Figure 2. RT-PCR results of genes of interest in the patient samples.

CXCL14, DKK1, DKK4, WIF1 and PEG10 were selected from the micro-array results and verified with real time RT-PCR. Significance was calculated using a Mann-Whitney U-test. A p-value of 0.05 was considered to be statistically significant.

Figure 3. Progesterone induced inhibition of migration in a wound-healing assay.

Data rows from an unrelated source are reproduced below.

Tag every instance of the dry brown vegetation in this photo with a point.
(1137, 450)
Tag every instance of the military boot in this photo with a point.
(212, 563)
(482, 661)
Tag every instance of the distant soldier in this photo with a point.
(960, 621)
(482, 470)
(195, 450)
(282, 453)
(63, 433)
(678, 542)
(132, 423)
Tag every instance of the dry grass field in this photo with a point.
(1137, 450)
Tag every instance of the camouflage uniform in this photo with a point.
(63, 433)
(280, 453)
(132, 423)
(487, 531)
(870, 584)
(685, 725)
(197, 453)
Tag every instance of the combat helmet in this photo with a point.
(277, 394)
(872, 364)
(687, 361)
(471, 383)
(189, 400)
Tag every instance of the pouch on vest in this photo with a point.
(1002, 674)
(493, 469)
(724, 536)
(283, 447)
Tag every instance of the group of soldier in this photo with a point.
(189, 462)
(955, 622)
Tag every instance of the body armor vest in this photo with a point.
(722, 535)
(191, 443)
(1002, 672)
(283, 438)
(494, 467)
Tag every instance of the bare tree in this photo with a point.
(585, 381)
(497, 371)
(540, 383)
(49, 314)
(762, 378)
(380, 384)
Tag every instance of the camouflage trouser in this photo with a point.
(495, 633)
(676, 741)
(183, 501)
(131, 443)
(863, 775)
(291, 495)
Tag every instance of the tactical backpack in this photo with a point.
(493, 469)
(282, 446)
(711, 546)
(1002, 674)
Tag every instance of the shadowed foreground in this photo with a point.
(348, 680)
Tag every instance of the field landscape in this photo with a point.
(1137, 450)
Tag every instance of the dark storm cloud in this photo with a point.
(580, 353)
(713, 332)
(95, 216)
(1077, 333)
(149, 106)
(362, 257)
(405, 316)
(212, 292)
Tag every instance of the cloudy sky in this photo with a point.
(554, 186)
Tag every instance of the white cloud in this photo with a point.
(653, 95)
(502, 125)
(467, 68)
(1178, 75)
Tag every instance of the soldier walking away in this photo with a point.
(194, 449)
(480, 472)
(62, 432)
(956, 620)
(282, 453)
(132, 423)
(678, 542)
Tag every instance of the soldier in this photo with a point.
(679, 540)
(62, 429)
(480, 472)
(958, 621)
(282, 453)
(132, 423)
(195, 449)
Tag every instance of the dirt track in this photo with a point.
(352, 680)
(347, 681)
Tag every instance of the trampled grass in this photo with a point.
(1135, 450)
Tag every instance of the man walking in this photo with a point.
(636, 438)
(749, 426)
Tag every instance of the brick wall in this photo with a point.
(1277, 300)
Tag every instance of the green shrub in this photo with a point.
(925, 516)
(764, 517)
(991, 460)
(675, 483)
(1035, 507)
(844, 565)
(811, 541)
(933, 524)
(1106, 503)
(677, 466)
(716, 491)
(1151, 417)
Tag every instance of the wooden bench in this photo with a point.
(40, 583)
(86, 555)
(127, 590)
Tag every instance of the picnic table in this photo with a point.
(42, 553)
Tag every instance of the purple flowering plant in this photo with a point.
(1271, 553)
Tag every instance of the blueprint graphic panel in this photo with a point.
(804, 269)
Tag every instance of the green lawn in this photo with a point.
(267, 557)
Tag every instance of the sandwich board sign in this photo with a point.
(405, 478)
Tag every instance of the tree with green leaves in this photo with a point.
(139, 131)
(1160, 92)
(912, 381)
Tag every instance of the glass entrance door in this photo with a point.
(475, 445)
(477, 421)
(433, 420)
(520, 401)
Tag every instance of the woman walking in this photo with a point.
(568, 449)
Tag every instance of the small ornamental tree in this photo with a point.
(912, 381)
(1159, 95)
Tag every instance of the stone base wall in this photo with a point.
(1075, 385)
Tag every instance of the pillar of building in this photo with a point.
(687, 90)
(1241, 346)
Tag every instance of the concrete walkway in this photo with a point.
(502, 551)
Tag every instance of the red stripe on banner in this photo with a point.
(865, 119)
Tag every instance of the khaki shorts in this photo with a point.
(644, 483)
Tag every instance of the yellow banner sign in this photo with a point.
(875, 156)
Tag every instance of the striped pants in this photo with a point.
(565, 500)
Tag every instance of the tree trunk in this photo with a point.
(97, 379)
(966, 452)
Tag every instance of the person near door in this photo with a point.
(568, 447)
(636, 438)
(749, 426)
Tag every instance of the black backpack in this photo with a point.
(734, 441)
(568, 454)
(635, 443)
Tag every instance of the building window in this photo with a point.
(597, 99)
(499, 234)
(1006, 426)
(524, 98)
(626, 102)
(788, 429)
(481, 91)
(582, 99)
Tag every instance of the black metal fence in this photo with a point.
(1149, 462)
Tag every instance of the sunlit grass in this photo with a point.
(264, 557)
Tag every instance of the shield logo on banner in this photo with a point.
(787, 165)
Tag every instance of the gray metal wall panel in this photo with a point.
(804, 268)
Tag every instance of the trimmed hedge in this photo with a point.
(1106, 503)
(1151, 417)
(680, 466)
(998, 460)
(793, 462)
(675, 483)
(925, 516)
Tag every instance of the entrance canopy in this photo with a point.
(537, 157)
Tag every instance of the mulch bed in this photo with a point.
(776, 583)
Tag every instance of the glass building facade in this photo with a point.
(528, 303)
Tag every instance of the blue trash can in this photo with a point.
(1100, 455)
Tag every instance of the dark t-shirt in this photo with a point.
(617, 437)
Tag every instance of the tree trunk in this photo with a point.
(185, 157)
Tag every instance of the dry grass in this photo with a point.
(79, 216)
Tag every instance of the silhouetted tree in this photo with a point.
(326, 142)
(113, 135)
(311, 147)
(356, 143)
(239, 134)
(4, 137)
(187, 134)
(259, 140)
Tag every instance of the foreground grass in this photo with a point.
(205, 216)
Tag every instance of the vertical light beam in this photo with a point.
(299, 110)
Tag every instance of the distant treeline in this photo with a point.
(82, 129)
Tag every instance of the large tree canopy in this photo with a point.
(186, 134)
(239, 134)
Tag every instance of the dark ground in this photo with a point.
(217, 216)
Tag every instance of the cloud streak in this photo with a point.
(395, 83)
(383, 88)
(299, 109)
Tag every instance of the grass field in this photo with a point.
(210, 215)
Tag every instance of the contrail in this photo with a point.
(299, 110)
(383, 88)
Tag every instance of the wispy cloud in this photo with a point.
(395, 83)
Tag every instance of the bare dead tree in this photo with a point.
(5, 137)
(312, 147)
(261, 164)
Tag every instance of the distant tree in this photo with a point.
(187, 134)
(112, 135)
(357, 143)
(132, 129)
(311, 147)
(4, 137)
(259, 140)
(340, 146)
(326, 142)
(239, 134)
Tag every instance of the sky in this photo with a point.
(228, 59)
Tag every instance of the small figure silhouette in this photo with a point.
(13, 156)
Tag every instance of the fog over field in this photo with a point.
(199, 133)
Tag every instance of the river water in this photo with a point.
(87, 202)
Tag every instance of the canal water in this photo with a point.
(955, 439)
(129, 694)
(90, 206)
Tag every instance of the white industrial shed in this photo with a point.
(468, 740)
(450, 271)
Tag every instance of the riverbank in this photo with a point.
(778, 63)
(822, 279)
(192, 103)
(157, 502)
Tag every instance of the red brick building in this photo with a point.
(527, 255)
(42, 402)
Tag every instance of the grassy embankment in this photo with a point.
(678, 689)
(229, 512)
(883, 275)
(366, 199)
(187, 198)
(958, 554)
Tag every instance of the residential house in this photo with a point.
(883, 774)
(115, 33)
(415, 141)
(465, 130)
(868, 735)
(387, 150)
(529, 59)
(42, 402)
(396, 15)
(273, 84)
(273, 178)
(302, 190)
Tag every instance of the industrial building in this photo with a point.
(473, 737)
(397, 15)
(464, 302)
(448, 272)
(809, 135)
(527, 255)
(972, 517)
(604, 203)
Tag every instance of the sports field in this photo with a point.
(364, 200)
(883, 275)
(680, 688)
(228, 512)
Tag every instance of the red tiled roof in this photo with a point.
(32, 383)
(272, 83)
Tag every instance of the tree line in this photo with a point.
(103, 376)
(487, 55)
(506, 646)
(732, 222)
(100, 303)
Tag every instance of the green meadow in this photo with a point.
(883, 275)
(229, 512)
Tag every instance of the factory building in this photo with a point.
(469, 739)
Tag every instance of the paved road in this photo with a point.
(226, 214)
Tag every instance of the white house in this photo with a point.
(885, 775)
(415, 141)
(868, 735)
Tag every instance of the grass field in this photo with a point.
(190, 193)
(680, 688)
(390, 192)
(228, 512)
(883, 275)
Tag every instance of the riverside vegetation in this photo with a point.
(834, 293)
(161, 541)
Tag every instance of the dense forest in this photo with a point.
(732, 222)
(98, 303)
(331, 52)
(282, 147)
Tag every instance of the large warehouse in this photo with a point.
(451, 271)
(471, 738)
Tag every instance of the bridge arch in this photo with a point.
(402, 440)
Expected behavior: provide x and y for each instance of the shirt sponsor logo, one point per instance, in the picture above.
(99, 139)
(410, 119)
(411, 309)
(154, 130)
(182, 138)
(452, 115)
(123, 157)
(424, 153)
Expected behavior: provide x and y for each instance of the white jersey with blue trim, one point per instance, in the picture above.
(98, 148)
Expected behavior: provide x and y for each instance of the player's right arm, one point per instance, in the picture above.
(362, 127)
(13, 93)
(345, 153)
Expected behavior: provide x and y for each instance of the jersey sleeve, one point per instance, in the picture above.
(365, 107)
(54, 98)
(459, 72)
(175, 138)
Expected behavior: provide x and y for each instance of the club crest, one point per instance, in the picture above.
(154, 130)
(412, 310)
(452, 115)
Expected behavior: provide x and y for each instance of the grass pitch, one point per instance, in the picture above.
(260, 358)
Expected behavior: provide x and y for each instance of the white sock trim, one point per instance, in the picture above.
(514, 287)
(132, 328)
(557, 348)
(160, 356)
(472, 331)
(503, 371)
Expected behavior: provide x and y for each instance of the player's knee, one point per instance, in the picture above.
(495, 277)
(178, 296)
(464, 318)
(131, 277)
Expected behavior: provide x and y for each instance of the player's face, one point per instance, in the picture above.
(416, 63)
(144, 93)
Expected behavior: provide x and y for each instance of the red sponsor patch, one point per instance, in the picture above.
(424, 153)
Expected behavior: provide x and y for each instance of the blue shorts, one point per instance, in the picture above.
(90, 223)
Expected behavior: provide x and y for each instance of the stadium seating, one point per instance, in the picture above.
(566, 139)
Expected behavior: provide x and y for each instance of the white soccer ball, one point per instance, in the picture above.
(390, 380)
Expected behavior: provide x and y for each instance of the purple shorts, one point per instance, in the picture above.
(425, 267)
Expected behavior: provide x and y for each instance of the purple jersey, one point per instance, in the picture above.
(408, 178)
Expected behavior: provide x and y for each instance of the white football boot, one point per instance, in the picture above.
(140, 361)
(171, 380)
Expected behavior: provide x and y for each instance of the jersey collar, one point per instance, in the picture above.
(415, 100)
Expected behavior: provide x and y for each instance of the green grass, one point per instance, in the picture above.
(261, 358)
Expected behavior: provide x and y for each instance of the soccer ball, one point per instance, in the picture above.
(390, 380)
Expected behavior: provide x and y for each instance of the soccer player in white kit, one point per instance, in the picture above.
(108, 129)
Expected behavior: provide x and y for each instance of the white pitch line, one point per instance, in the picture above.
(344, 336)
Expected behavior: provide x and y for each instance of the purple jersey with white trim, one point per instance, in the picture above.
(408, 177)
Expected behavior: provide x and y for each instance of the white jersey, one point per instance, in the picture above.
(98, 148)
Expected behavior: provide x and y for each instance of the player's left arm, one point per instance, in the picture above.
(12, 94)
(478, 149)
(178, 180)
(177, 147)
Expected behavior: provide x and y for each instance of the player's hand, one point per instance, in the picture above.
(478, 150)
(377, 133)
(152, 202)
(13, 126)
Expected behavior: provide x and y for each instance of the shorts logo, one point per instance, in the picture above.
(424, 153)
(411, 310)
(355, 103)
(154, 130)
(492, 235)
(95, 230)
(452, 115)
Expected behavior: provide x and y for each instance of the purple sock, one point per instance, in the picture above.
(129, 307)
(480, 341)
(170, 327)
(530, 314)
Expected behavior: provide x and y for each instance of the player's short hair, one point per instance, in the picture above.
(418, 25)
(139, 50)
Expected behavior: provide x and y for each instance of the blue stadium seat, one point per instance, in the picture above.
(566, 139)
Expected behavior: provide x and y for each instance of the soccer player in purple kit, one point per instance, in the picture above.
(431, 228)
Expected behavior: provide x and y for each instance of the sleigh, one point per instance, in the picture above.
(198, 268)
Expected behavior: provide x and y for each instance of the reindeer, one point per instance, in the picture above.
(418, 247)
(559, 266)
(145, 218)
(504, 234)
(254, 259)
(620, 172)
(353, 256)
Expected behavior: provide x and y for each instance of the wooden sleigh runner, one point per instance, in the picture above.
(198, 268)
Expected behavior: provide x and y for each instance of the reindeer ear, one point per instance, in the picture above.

IKPRA-1 (A), IKPRB-1 (B) and IKPRAB-36 (C) cells were cultured in the absence (white bullets) or presence (black bullets) of 1 nM MPA and used for a wound-healing assay (n = 3) and closure of the wound was measured as a percentage of total closure (100% means the wound is open, 0% means the wound has closed). D shows representative images of the process of wound-healing with in red the wound. E shows IF for nuclei (DAPI) and vimentin expression on the invasive front of the manually inflicted wound. In this figure, the wound was always situated on the right side.

Figure 4. Invasion of PR positive Ishikawa EC cell lines.

IKPRA-1, IKPRB-1 and IKPRAB-36 cells were cultured in the absence (black dots) or presence (white dots) of 1 nM MPA in a modified Boyden chamber. After 96 hours, cells that had migrated through the pores of the upper well were counted. The figure represents three independent experiments performed in triplicate. *indicates a p-value of <0.05 (Mann-Whitney U-test).

Figure 5. MPA induced regulation of TGF-β and Wnt/β-catenin signaling in the IKPRAB-36 cell line.

A and B: In these pathways a green color represents down regulation by MPA and a red color represents up regulation by MPA. Signaling pathways were provided by Ingenuity Pathway Assist Software© and individual gene expression levels are available in Table S4. C: Western blot showing FOXO1 expression in the IKPRA-1, IKPRB-1, IKPRAB-36 and IKLV-8 cell lines cultured in the absence (control) or presence (MPA) of 1 nM MPA. *indicates significant regulation in the micro-array analysis (Table S4).